La diversità non pare più iscrivibile in un'immagine unitaria della città, il cittadino vive uno spazio che non è in grado di comprendere, la cui multiforme imprevedibilità è già motivo di minaccia.
La non appartenenza del cittadino alla città, la fine della dimensione collettiva sono alla base della percezione dei luoghi aperti come "luoghi deboli", aperti all'ingresso di fattori esogeni destabilizzanti.
Il pericolo è difficilmente reificabile, ma costantemente presente, è vissuto come esperienza personale anche senza il contatto diretto con situazioni effettivamente rischiose.
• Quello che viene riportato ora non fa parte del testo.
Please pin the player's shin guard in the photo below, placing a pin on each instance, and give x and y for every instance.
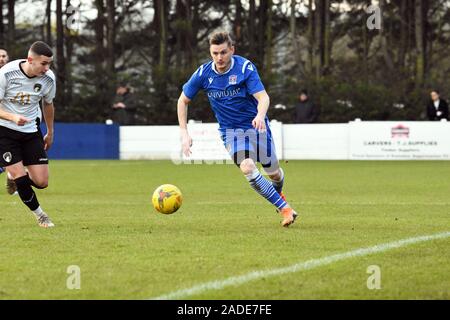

È una condizione di insicurezza ontologica, derivante dall'inconciliabilità della visione deterministica scientifica, che ci ha abituato alla certezza, e l'impossibilità per il singolo di sperimentare un'analoga sensazione di controllo nell'esperienza quotidiana.
La percezione dell'impotenza individuale di fronte al pericolo è preponderante rispetto alla definizione del pericolo stesso: il pericolo è pervasivo, diffuso, ma in definitiva irreale.
Il controllo del pericolo da parte delle istituzioni sembra confermare le incertezze del singolo attraverso una logica di intervento fatta di emergenze, soluzioni parziali, di razionalità limitata, nell'incapacità di una razionalità assoluta.
Il pericolo non è dunque identificabile, ma si formalizza in una dimensione territoriale (la strada, un quartiere…); la riduzione di scala degli spazi appare una premessa fondamentale per la loro controllabilità e lo spazio perimetrato è riconosciuto come oggetto della liberazione dalla minaccia dei fattori esterni.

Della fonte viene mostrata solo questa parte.